2. Review gates: fix the source, not the output. Because every step writes a
file, you can stop, read it, and edit it before the next step runs. Your edit
becomes the new ground truth. If a step is consistently wrong, don't keep
hand-fixing its output ("patching the binary"). Edit the stage's CONTEXT.md or
a reference file ("fixing the source") so it's right on every future run.
In practice, human attention follows a U-shape: heavy at the start (setting direction), light in the middle (the model follows the rules), and heavy again at the end (final alignment).
Doing it in Hands-On AI¶
Hands-On AI ships a tiny runner (the Pipeline) that does exactly this. It is
deliberately sequential and human-in-the-loop: run_next() runs one stage
and stops, so you review the file before continuing.
from hands_on_ai.workflow import Pipeline, init_workspace
# Create a starter workspace with two stages
init_workspace("essay", ["research", "draft"], system="You are a writing assistant.")
# ...edit stages/01_research/CONTEXT.md and stages/02_draft/CONTEXT.md...
pipe = Pipeline("essay")
pipe.status() # [ ] 01_research [ ] 02_draft
pipe.run_next() # runs 01, writes stages/01_research/output/output.md, stops
# open that file, read it, edit if needed...
pipe.run_next() # runs 02 using your (possibly edited) research
run_all() exists for when you trust a pipeline, but run_next() (run, review,
continue) is the point.
The Build a Pipeline project walks through this end to end.
When to use what¶
ICM is one tool, not the only one.

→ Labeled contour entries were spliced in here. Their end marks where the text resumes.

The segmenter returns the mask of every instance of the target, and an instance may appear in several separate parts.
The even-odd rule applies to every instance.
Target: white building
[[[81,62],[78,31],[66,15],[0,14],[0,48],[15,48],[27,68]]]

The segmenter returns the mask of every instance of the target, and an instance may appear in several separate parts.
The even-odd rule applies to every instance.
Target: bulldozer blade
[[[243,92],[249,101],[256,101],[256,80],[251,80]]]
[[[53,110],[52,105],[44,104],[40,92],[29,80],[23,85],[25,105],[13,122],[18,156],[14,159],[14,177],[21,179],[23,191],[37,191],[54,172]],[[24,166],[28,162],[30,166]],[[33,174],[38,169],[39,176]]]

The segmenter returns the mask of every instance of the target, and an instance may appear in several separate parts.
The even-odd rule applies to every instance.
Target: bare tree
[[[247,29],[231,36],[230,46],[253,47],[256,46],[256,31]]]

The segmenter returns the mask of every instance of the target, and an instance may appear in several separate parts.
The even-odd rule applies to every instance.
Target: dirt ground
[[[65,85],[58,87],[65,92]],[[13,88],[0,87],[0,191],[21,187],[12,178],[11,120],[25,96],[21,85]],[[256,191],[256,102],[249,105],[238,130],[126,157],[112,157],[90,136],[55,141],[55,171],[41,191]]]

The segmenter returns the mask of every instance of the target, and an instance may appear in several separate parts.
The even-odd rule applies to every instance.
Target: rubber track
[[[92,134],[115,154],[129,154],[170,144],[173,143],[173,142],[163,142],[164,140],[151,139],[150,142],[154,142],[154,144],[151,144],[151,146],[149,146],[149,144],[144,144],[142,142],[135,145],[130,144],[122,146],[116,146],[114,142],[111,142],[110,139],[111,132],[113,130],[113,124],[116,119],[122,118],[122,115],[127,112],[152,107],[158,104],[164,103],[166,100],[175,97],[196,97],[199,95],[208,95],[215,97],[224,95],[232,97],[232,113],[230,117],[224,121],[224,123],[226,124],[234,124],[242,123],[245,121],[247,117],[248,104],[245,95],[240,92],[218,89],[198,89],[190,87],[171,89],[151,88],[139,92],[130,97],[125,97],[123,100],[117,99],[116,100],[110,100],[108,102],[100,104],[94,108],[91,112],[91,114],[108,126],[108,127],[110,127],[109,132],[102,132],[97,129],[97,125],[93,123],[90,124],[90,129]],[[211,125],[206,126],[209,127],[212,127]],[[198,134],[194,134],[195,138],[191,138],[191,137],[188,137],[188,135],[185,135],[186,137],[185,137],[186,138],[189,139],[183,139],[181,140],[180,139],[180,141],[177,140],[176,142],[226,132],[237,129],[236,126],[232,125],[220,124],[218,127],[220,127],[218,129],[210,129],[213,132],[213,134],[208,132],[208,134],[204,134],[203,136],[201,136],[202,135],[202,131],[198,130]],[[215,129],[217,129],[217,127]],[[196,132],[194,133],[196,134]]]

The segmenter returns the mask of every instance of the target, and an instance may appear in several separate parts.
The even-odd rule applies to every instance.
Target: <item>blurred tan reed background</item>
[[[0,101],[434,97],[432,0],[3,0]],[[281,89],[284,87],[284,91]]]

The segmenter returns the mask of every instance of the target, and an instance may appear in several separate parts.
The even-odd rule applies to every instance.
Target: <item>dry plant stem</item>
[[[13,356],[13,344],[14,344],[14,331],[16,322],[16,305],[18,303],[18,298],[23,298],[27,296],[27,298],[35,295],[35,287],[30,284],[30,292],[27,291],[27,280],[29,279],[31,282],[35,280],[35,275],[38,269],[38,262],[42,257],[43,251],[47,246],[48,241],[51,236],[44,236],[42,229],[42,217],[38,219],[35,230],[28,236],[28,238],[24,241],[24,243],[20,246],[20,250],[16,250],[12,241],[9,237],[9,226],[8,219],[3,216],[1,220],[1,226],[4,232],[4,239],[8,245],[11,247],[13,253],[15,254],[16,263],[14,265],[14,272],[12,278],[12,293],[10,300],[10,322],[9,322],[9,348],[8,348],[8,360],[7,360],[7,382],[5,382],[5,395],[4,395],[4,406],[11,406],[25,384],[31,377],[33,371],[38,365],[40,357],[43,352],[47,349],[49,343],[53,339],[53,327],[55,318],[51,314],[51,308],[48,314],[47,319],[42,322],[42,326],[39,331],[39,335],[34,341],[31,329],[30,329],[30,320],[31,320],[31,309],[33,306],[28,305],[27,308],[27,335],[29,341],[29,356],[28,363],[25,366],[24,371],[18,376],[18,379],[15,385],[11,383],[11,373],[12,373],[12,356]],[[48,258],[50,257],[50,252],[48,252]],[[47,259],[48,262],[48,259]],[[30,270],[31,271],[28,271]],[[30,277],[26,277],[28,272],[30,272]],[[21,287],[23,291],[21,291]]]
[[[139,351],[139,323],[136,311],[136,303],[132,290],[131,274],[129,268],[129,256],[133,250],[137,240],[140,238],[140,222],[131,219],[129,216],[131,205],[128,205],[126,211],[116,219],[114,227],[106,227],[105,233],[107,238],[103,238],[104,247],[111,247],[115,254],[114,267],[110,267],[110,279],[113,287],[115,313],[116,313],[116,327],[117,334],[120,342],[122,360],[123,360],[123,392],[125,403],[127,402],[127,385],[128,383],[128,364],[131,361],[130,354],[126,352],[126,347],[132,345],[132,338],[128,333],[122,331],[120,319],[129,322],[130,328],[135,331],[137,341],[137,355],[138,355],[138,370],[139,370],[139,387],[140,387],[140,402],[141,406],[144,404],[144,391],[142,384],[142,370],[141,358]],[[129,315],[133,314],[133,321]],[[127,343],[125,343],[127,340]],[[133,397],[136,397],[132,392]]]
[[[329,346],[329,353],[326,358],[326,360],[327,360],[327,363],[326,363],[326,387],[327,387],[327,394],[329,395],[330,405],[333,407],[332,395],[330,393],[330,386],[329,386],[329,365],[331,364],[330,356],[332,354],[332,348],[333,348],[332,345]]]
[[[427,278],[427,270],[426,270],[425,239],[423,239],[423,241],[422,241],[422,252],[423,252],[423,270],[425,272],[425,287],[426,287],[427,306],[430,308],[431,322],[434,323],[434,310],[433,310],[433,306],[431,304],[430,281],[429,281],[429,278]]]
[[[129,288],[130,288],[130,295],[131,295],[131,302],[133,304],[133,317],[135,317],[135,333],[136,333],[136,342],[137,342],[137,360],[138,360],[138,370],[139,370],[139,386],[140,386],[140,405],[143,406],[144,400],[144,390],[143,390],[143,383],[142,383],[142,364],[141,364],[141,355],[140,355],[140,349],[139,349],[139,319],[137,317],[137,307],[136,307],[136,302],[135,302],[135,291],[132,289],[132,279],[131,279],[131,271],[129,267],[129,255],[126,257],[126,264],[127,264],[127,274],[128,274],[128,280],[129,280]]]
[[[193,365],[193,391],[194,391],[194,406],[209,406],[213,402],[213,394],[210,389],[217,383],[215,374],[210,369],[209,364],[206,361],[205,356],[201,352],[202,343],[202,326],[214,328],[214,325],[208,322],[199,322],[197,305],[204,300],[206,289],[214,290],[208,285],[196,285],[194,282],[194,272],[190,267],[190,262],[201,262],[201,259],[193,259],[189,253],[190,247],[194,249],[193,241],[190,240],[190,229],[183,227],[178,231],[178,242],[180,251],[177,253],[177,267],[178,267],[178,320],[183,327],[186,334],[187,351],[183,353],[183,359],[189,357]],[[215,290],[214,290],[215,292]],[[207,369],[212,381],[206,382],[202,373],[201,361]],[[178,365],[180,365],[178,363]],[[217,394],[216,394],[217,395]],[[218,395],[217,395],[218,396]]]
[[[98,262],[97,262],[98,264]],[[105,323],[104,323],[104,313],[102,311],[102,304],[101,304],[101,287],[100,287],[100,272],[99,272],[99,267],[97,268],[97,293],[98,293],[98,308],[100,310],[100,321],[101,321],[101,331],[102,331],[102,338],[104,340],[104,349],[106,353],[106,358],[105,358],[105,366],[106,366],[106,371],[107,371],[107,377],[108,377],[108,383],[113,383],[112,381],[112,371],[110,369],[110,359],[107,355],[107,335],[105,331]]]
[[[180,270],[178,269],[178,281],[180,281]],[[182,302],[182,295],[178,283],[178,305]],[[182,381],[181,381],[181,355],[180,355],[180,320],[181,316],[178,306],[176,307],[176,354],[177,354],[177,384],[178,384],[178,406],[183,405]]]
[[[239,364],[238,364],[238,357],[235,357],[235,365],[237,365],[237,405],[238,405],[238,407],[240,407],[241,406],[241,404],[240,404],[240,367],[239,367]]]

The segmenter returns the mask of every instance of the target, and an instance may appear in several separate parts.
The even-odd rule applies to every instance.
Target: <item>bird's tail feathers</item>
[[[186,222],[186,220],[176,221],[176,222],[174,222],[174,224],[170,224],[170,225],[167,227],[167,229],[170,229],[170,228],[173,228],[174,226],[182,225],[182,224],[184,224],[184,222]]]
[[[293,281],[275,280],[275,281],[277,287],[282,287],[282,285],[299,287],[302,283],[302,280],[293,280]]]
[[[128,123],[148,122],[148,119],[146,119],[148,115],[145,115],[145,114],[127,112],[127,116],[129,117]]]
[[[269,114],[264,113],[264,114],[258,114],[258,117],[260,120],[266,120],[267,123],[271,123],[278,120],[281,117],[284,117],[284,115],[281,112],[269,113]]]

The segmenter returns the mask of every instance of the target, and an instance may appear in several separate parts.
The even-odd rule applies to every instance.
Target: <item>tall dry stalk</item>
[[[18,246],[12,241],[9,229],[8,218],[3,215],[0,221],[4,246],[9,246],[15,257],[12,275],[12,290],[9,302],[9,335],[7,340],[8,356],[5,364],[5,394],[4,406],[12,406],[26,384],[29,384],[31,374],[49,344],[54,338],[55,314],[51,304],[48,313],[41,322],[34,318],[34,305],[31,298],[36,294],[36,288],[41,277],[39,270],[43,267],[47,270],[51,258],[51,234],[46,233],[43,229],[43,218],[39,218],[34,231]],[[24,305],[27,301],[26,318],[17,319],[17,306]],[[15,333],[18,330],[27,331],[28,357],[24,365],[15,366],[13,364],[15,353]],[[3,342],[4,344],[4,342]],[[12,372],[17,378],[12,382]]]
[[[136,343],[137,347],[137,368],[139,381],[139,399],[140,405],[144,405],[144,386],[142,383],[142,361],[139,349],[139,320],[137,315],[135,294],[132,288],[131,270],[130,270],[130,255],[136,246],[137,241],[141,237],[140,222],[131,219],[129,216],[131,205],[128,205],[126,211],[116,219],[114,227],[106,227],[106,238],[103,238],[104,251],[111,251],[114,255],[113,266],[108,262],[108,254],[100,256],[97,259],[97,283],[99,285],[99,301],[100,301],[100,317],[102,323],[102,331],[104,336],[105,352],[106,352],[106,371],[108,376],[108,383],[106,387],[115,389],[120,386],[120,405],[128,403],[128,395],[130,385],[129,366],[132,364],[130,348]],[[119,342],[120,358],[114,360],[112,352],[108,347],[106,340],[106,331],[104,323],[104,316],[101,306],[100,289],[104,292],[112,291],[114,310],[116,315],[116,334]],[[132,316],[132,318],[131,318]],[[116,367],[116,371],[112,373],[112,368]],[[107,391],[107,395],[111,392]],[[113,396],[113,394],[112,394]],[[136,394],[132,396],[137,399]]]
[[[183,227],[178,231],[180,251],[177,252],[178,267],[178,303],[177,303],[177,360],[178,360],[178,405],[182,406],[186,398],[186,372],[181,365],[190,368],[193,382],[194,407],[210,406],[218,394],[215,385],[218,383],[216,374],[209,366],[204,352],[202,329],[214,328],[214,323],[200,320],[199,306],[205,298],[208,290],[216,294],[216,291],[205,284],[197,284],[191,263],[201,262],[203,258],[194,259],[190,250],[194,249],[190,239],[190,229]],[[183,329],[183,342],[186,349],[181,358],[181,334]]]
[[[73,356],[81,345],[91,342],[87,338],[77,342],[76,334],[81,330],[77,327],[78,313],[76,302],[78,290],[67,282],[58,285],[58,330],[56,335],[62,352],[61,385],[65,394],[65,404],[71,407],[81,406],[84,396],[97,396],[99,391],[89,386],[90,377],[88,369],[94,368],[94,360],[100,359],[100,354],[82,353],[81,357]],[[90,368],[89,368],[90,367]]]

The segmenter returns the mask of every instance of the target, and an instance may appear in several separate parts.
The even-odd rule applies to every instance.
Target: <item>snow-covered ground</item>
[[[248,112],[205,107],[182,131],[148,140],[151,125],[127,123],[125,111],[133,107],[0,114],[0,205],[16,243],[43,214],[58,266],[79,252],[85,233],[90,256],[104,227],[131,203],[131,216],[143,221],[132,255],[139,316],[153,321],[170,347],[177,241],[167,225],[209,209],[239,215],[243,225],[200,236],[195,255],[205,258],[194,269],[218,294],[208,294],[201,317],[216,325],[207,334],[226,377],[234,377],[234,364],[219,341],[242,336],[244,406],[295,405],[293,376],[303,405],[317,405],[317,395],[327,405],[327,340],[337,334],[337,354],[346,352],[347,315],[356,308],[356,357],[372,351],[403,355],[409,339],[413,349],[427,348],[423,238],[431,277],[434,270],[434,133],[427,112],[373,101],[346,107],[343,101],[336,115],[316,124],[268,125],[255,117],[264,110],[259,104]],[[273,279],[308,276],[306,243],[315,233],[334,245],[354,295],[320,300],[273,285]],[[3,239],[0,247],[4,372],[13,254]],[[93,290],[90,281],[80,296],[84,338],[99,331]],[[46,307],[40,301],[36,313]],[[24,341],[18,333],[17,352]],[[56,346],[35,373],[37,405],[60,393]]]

Be honest about the fit:
| Use | Reach for |
|---|---|
| Sequential, reviewable steps (research → draft → polish) | A workflow (this) |
| One question, maybe one tool call | An agent |
| Thousands of concurrent users, millisecond agent-to-agent messaging | A real framework (LangChain, etc.) |
Workflows are sequential and human-in-the-loop by design. Need parallelism? Run separate workflows yourself and decide how to combine them, a deliberate human choice, not a hidden autonomous loop.
For more on where this little runner fits next to production frameworks (and when to reach for one), see What this is (and isn't).
The honest summary: models are ephemeral, but context and structure are durable. Organising the information well often matters more than the orchestration code you didn't have to write.